De Guadalajara a Bilbao por la orilla

De Guadalajara a Bilbao por la orilla

Dos ciudades atadas por una tradición necia, rayada y rojiblanca; condenan a sus equipos a vivir de la tierra. Chivas y Athletic se alimentan de lo que producen. Con facilidad olvidamos lo duro que es trabajar el campo. En tiempos donde los jugadores se distribuyen por el mundo en “tetrapack”, el futbol oriundo es el último ejido. Bajo el esquema de una economía doméstica, ambos clubes sobreviven cada temporada refugiados en la obtusa costumbre que los volvió gigantes.De Guadalajara a Bilbao por la orilla

Mucho orgullo y algo de sadismo necesitan para seguir tierra adentro cuando el resto, pone rumbo al exterior como primera necesidad.
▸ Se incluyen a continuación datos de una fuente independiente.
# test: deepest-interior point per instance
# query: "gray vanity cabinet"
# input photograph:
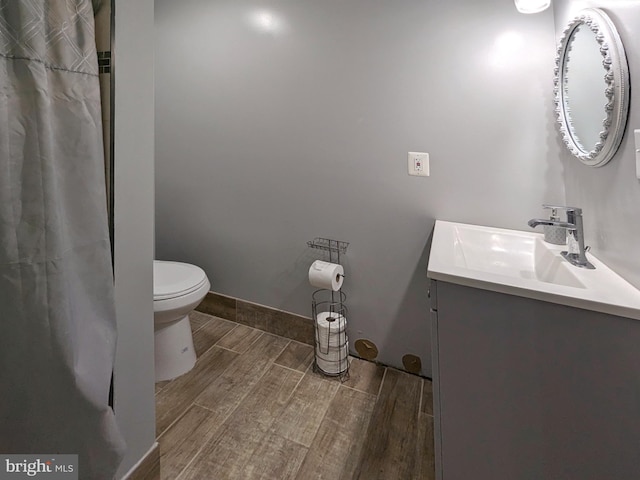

Mexicanos y vascos suelen encontrar ferocidad en El Jalisco y San Mamés. Baluartes y panteones, ahí se atrincheran y entierran a sus héroes locales. Es una gran noticia que Chivas y Athletic ganen hermanados en la terquedad de jugar contra corriente, un triunfo suyo siempre será más respetable y mantendrá pactos con la historia. Cada uno en lo suyo, Guadalajara derrotó al Toluca (3-1) pero debería mirarse en el espejo del Athletic de Bilbao, que con su estadio de la reforma agraria, venció a Real Madrid (1-0) en el eterno fango de San Mamés. Un resultado imposible de imaginar sin el respeto que sus jugadores demuestran por los abuelos.

En Bilbao, el futbolista nace con la cruz de su parroquia. Todos los porteros descienden de Iribar, los medios de Belauste y los delanteros de Pichichi. Los centenarios siguen alineando en piedra, dando sentido a la palabra cantera. De sus lápidas surge la esperanza del Athletic. Algo que en Chivas debería suceder con más prestigio y menos show in memoriam del Campeonísimo. Si Vergara quiere aprender tradiciones, sería bueno que paseara por Bilbao; y lo hiciera por toda la orilla.